Workers from UW Hospital searched through the 90,000 units of cord blood on the U.S. registry and more than 200,000 units in other countries, said Moore, the transplant coordinator.

They found a U.S. unit from 2007 and one from another country from 1998 that matched Waupoose. The blood, frozen in bags, was shipped to UW Hospital.

Waupoose stayed at the hospital for six weeks. She had four days of radiation and two days of chemotherapy before receiving the transplant as an intravenous infusion. Then doctors had to monitor her closely, Juckett said.

She has had some typical rejection problems, requiring her to be on corticosteroids. The drugs have caused nausea, made her face puffy and weakened her muscles so much she has fallen down while walking.
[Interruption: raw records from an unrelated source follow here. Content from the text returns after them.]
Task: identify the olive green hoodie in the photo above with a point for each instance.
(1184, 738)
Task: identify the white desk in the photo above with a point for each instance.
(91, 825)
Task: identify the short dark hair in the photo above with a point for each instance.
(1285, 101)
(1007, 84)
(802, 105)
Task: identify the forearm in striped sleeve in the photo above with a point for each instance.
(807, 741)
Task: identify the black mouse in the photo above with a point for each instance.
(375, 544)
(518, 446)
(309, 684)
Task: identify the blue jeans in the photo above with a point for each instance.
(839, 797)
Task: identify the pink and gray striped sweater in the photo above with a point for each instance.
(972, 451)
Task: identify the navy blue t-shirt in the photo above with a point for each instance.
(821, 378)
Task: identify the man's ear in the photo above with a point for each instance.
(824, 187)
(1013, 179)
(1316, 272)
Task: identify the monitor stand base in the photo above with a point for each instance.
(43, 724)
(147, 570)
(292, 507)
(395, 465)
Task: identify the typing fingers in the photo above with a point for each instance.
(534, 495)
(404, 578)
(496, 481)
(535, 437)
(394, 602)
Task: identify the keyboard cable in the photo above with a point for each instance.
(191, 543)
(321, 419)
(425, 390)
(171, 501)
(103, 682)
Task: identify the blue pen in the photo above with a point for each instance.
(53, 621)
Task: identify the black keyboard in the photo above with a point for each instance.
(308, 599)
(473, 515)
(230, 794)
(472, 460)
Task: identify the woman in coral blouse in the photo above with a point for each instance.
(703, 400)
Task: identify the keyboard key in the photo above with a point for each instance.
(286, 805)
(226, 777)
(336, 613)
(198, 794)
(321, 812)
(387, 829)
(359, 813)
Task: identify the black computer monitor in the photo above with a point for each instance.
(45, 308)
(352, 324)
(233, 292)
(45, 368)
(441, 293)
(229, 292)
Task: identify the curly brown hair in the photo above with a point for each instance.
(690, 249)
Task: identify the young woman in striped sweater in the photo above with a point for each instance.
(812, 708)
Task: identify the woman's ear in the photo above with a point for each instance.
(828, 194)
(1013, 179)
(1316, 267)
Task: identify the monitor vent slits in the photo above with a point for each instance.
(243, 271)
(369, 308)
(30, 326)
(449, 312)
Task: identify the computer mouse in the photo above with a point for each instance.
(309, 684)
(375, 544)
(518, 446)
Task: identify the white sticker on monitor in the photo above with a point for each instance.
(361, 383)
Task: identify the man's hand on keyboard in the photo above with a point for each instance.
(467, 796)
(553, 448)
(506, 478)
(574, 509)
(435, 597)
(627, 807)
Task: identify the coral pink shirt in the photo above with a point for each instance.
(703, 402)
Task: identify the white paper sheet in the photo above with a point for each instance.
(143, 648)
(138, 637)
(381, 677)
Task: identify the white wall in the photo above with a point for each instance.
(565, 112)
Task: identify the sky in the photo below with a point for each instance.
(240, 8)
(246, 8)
The problems led doctors to readmit her to the hospital this week.

But her cancer is in remission again.

"I feel happy about that," she said.

How cord blood transplants work:

• Parents donate baby's umbilical cord to a public registry; blood from the cord is frozen and stored.

• Unrelated patient who needs a transplant is matched to cord blood from the registry.

• Patient gets chemotherapy and radiation, killing diseased cells and weakening the immune system.

• The patient gets the transplant. The cord blood, thawed, is infused through an intravenous line.

• Stem cells from the cord blood replenish the immune system with healthy cells.